Da mesma forma, afirma-se que o governo tenta impor sua agenda política mesmo que os indígenas tenham a sua própria e que o Estado costarriquenho nunca tenha se preocupado com a recuperação de terras indígenas, apesar de haver uma Lei Indígena desde 1977. Segundo Pablo Nájera, indígena de Terraba, “no REDD+, simplesmente tratam de utilizar mal os indígenas, para avalizar o processo. Os indígenas nas comunidades não sabem nada sobre REDD+. Qual foi a grande participação indígena na definição da estratégia? Que processos se devem iniciar e por que agora? O REDD+ vai fazer parte da política indígena? A quem se venderá? Quem financia? Por quê?” Igualmente, AntonioNájera, do mesmo território, denuncia que sua família conserva há 30 anos uma propriedade que se dedica a fins educativos e à investigação científica, nunca recebeu apoio da FONAFIFO, e só agora ficou sabendo o que querem fazer com o REDD+, o que indica que não foi dada a mais mínima informação prévia às comunidades.
Embora seja verdade que na Costa Rica ainda não existe um acordo sobre REDD, o povo bribri – situado no Atlântico sul – sofre seus impactos. Membros da comunidade de Alto Durigna, dentro do território bribri, denunciaram a implementação do REDD em seus territórios. Esta comunidade indígena está alarmada com a intenção da FONAFIFO de aplicar esse mecanismo em cerca de mil hectares de florestas dentro de seu território, que, além disso, circunda os locais considerados sagrados pela cultura bribri. FilidencioCubillo, indígena bribri, manifestou:
“As florestas destas partes, não são apenas simples florestas; elas são locais sagrados para o nosso povo. Um deles, Surayo, é a origem da criação, da semente. Eles foram designados pelo próprio Sibu para dar vida à sua semente. O mesmo acontece com o cerro Namasol. É por esta razão que o mundo de fora não entende nossa maneira de ver, de sentir e de expressar a nossa espiritualidade. O mundo de fora vê tudo apenas pelo dinheiro, tudo é mercadoria para eles. Assim, expressamos nosso rechaço a este projeto que pretende conservar, entre aspas, parte dessas florestas. Dizem que são mil hectares, mas não sabemos quanto será. Defenderemos estas florestas. É a própria comunidade que se manifesta, e não gente de fora que vem nos fazer esquentar a cabeça”.

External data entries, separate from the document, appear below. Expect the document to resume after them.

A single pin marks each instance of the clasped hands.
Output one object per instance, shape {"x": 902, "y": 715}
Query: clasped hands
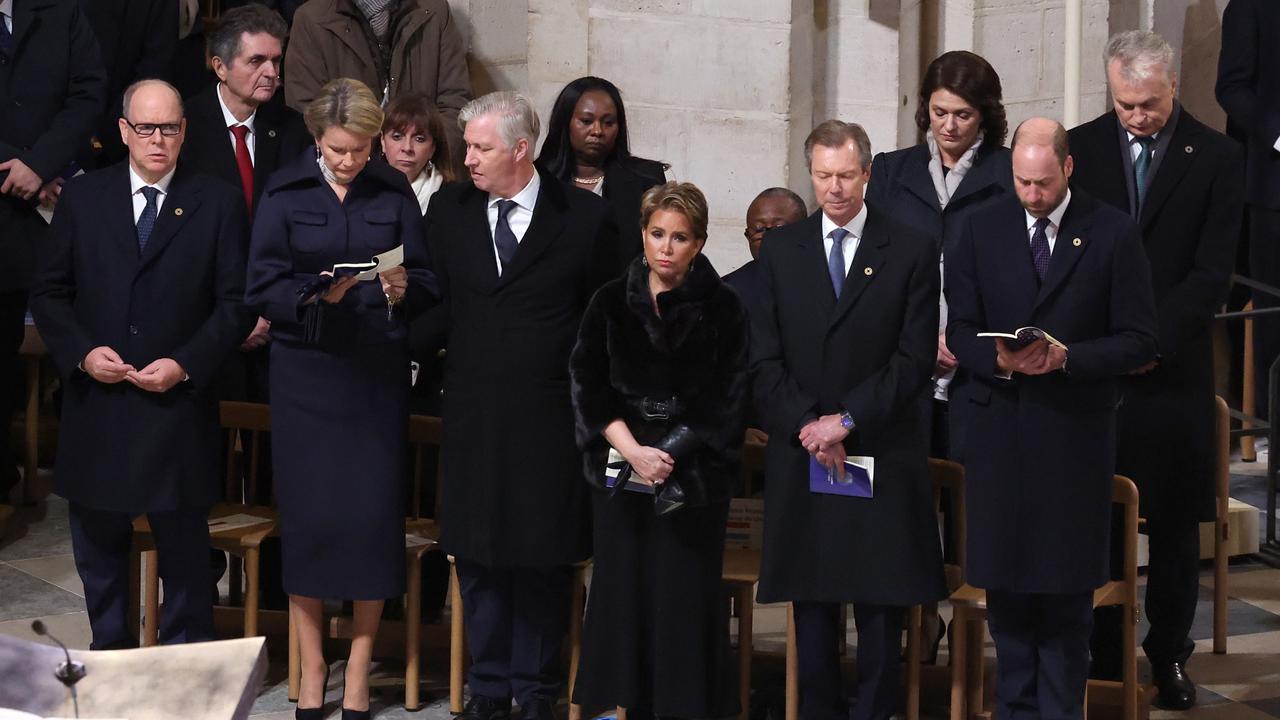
{"x": 1037, "y": 359}
{"x": 824, "y": 440}
{"x": 394, "y": 283}
{"x": 105, "y": 365}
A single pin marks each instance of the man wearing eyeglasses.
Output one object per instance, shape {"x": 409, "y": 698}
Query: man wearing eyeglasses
{"x": 140, "y": 299}
{"x": 51, "y": 91}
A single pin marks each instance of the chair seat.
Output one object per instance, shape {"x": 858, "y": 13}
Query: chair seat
{"x": 741, "y": 565}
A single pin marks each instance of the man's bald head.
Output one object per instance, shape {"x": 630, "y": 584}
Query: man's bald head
{"x": 1042, "y": 165}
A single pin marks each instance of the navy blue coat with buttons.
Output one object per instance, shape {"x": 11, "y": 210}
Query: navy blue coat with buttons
{"x": 123, "y": 449}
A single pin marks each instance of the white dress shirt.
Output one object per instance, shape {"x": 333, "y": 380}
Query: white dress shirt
{"x": 851, "y": 240}
{"x": 229, "y": 119}
{"x": 140, "y": 201}
{"x": 1055, "y": 220}
{"x": 519, "y": 217}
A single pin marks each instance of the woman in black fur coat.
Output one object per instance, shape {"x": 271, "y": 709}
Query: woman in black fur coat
{"x": 659, "y": 386}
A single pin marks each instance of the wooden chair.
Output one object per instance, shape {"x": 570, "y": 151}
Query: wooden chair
{"x": 420, "y": 538}
{"x": 241, "y": 542}
{"x": 968, "y": 691}
{"x": 1221, "y": 525}
{"x": 458, "y": 638}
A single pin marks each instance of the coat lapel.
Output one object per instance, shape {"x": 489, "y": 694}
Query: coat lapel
{"x": 545, "y": 227}
{"x": 182, "y": 203}
{"x": 868, "y": 260}
{"x": 1176, "y": 162}
{"x": 1073, "y": 240}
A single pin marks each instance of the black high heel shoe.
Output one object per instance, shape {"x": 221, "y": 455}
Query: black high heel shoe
{"x": 314, "y": 712}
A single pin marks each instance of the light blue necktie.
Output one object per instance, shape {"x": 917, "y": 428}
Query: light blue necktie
{"x": 147, "y": 219}
{"x": 1142, "y": 165}
{"x": 836, "y": 260}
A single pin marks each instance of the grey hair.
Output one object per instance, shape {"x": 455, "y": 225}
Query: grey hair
{"x": 516, "y": 115}
{"x": 135, "y": 87}
{"x": 224, "y": 40}
{"x": 1141, "y": 54}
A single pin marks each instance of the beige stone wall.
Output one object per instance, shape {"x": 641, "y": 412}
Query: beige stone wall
{"x": 726, "y": 90}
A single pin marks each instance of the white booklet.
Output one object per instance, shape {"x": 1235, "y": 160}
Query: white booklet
{"x": 369, "y": 270}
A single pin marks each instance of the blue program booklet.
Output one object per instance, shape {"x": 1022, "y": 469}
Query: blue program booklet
{"x": 859, "y": 478}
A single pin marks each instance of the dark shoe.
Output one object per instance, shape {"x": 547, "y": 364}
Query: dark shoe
{"x": 481, "y": 707}
{"x": 538, "y": 709}
{"x": 1176, "y": 691}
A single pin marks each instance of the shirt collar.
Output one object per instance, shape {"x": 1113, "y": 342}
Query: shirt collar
{"x": 854, "y": 227}
{"x": 227, "y": 114}
{"x": 137, "y": 183}
{"x": 526, "y": 197}
{"x": 1055, "y": 218}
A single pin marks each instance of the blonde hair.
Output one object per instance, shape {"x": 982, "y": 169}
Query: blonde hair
{"x": 682, "y": 197}
{"x": 347, "y": 104}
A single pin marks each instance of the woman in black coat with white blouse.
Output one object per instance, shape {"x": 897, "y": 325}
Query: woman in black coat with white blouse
{"x": 659, "y": 390}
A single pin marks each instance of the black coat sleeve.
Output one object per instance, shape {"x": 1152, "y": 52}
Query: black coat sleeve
{"x": 877, "y": 399}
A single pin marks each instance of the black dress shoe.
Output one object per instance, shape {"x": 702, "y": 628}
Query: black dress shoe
{"x": 1176, "y": 691}
{"x": 481, "y": 707}
{"x": 536, "y": 709}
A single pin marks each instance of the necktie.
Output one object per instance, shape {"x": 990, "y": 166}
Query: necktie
{"x": 147, "y": 219}
{"x": 1142, "y": 164}
{"x": 836, "y": 260}
{"x": 245, "y": 164}
{"x": 1040, "y": 247}
{"x": 7, "y": 44}
{"x": 503, "y": 238}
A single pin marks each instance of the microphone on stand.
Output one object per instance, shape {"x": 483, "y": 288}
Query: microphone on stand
{"x": 69, "y": 671}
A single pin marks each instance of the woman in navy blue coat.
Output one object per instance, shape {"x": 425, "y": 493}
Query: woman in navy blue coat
{"x": 933, "y": 186}
{"x": 339, "y": 374}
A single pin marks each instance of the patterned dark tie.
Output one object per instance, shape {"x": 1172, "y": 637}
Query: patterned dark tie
{"x": 1040, "y": 247}
{"x": 7, "y": 44}
{"x": 503, "y": 238}
{"x": 147, "y": 219}
{"x": 836, "y": 260}
{"x": 1142, "y": 165}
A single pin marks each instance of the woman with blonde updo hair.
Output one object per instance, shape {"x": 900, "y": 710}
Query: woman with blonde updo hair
{"x": 339, "y": 376}
{"x": 659, "y": 391}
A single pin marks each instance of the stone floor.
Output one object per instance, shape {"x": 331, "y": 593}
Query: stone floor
{"x": 39, "y": 580}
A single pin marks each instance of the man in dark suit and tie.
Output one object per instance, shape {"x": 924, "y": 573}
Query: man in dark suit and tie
{"x": 519, "y": 255}
{"x": 1041, "y": 436}
{"x": 1183, "y": 183}
{"x": 844, "y": 340}
{"x": 772, "y": 208}
{"x": 140, "y": 301}
{"x": 1248, "y": 89}
{"x": 51, "y": 89}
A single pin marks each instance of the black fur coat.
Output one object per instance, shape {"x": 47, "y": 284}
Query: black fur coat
{"x": 694, "y": 352}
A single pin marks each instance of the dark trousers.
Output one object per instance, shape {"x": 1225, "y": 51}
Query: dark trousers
{"x": 1173, "y": 589}
{"x": 13, "y": 313}
{"x": 1265, "y": 267}
{"x": 515, "y": 619}
{"x": 101, "y": 540}
{"x": 1042, "y": 654}
{"x": 880, "y": 648}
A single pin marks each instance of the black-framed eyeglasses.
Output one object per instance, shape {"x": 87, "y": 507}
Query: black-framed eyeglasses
{"x": 147, "y": 130}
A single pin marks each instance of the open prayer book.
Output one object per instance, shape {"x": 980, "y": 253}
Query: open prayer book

Se realmente se quisessem ajudar as comunidades locais e os povos indígenas, a solução deveria ser a promulgação de políticas públicas integrais que favoreçam o controle comunitário do território e os bens da Natureza, fortalecendo iniciativas já existentes, como a governança comunitária da floresta e a biodiversidade, garantindo as condições necessárias para um exercício real de seus direitos históricos e coletivos, como a autonomia e o controle de suas terras e dos territórios sob sua cosmovisão.